A empreendedora também alerta sobre o processo de imigração. “Quem mudou de país tem que se adaptar aos costumes locais. Se achar que não vai desapegar da vida que levava no Brasil, então, melhor nem emigrar, pois vai chegar, passar um tempinho e ir embora. Às vezes, vai até se frustrar porque não deu certo”, adverte.
Escritório internacional
A carioca Gabriella Sá mudou-se para Portugal em dezembro de 2018 para cursar mestrado em Lisboa. Para se sustentar, trabalhou em sorveteria, telemarketing e atendimento ao cliente até receber proposta de uma empresa do Fundão. A adaptação à cidade foi natural: o valor que pagava por um quarto em Lisboa correspondia ao aluguel de um apartamento só para ela no interior.
Gabriella, que hoje divide o tempo entre Fundão e Barcelona, é sócia do escritório BSA Advocacia Internacional, que trabalha de forma remota, e atua em Portugal, Espanha e Brasil. Sua empresa reúne sete profissionais e atende entre 70 e 100 novos clientes por mês, além de trabalhos fixos.
“Não vim às escuras: já tinha trabalho, inclusive tive apoio da Câmara, que na época pagava metade do meu aluguel, num programa para trazer trabalhadores de cidades grandes para cá”, lembra a brasileira.
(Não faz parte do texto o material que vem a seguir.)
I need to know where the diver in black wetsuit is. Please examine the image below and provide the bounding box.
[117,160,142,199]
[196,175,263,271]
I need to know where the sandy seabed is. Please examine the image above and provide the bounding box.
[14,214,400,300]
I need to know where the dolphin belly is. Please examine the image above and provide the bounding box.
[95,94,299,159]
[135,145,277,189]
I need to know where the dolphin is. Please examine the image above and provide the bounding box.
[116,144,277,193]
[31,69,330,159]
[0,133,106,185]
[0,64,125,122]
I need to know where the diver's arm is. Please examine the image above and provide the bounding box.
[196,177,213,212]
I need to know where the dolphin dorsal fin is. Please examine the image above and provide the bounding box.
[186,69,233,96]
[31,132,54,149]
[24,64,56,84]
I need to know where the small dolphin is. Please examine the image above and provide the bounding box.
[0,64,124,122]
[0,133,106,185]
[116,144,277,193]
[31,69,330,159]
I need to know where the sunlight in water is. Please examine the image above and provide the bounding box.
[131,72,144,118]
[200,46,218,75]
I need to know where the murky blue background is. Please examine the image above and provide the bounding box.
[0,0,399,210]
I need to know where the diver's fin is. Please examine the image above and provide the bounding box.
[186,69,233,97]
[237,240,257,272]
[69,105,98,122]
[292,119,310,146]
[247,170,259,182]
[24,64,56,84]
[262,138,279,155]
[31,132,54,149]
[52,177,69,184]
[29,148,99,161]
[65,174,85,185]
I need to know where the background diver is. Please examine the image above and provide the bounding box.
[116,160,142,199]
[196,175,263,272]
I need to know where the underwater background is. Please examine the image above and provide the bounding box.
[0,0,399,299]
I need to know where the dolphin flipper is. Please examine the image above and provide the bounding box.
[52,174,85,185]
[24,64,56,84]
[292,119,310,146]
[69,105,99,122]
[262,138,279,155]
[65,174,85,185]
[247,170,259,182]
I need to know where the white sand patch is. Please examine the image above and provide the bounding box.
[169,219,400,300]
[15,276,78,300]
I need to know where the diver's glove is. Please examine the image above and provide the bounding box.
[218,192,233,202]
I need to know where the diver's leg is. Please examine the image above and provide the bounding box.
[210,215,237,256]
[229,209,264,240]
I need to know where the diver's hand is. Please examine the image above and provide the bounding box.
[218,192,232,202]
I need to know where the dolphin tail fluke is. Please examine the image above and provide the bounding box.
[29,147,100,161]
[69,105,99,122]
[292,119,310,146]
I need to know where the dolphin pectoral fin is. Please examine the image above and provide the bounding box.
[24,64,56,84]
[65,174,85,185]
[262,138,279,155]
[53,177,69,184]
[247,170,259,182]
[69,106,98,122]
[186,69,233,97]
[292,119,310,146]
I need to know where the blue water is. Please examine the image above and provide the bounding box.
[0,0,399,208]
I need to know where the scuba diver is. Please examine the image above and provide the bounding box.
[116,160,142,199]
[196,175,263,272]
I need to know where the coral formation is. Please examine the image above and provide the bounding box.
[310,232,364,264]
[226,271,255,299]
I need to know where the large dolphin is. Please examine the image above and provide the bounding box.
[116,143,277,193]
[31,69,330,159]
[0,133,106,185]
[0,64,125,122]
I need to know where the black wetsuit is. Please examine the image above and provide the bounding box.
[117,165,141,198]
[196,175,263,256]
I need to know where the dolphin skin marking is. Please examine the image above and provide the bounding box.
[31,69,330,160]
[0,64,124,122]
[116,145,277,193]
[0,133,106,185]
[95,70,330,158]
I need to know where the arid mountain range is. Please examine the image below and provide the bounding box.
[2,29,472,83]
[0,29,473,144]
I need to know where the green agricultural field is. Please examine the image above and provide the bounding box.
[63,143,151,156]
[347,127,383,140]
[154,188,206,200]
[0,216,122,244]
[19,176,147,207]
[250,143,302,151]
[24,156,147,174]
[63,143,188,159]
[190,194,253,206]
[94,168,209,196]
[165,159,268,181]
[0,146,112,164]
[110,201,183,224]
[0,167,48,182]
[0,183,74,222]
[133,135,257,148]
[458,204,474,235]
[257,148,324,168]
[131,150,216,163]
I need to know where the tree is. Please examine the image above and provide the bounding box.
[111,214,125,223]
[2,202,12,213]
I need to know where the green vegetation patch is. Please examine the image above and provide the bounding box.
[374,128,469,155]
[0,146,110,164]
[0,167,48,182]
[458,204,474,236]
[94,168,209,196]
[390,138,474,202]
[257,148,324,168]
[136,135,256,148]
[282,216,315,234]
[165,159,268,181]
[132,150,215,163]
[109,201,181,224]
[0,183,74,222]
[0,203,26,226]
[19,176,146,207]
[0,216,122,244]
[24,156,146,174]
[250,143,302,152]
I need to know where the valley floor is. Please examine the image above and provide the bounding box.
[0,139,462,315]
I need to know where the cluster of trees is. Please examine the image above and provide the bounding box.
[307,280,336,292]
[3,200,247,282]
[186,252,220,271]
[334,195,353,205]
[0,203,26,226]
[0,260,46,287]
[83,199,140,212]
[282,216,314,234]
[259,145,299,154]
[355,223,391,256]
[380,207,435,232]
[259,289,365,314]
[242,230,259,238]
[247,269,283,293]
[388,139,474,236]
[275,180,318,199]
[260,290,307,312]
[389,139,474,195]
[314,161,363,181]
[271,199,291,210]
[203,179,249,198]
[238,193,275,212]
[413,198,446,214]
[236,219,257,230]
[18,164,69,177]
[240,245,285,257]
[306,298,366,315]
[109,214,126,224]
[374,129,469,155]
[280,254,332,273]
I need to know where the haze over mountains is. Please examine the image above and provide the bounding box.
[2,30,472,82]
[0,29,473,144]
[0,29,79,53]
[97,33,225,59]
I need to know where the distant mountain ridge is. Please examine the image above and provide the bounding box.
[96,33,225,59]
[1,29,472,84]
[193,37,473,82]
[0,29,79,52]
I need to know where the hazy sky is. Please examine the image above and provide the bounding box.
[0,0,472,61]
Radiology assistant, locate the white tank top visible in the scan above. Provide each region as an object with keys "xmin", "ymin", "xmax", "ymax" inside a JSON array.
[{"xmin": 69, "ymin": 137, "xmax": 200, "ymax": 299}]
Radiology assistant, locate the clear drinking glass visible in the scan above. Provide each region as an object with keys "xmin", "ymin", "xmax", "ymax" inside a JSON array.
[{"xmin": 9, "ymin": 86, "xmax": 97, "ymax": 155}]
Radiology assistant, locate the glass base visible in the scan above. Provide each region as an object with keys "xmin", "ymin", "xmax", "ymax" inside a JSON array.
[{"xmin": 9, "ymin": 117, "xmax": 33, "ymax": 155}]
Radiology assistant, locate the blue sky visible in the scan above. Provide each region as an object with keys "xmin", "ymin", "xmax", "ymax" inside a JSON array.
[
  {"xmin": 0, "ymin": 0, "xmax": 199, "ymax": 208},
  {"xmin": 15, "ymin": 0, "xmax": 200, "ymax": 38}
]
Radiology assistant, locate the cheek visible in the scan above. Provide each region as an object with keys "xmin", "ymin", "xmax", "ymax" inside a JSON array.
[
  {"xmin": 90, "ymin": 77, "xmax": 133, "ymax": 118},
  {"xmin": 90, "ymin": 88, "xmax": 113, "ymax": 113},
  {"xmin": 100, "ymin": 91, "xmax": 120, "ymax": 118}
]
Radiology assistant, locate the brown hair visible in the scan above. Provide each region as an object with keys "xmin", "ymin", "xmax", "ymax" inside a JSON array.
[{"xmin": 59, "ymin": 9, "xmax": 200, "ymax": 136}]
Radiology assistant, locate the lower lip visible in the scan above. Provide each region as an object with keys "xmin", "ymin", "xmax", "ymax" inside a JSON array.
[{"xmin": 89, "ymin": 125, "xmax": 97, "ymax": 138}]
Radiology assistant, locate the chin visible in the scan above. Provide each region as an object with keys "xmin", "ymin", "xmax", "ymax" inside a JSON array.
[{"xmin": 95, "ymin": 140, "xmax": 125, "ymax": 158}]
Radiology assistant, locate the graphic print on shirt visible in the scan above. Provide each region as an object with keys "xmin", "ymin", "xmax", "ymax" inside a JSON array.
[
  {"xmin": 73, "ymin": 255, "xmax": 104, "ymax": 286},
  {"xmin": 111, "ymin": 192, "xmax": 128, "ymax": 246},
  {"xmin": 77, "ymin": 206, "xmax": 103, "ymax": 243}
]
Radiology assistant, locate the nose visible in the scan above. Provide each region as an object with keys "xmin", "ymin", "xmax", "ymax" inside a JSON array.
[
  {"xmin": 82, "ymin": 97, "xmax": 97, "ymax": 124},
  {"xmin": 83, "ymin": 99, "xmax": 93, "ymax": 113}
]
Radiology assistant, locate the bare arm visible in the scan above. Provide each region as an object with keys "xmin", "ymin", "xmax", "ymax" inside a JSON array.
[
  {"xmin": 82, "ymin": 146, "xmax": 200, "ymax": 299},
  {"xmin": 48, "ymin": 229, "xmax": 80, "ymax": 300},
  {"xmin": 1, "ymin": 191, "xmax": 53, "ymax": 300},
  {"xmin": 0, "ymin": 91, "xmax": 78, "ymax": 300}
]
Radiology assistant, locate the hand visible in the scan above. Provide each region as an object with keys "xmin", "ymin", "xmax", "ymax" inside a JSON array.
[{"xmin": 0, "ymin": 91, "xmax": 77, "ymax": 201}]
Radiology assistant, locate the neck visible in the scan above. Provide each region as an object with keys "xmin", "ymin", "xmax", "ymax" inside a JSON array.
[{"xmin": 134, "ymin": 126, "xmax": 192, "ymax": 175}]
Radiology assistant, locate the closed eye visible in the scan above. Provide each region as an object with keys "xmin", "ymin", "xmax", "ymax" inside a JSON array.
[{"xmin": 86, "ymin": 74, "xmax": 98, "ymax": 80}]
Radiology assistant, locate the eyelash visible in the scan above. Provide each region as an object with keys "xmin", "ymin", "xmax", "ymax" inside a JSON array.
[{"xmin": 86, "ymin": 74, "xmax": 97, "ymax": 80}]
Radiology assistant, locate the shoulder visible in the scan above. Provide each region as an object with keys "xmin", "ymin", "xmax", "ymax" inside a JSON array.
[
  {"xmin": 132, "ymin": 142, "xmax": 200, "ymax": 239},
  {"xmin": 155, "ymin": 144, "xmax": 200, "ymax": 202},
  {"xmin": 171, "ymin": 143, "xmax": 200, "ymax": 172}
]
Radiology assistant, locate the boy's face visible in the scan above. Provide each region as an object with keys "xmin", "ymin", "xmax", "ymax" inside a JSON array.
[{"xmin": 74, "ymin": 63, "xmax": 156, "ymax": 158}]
Para ela, o planejamento é o diferencial. “O planejamento é sempre o principal para uma carreira de sucesso no exterior. A mentoria que faço é para facilitar o caminho dos advogados que querem chegar a Portugal e na Espanha e trabalhar com imigração”, explica. E completa: “Sempre digo que uma pessoa documentada é uma pessoa livre. Os problemas existem mas a gente tem que focar na solução”.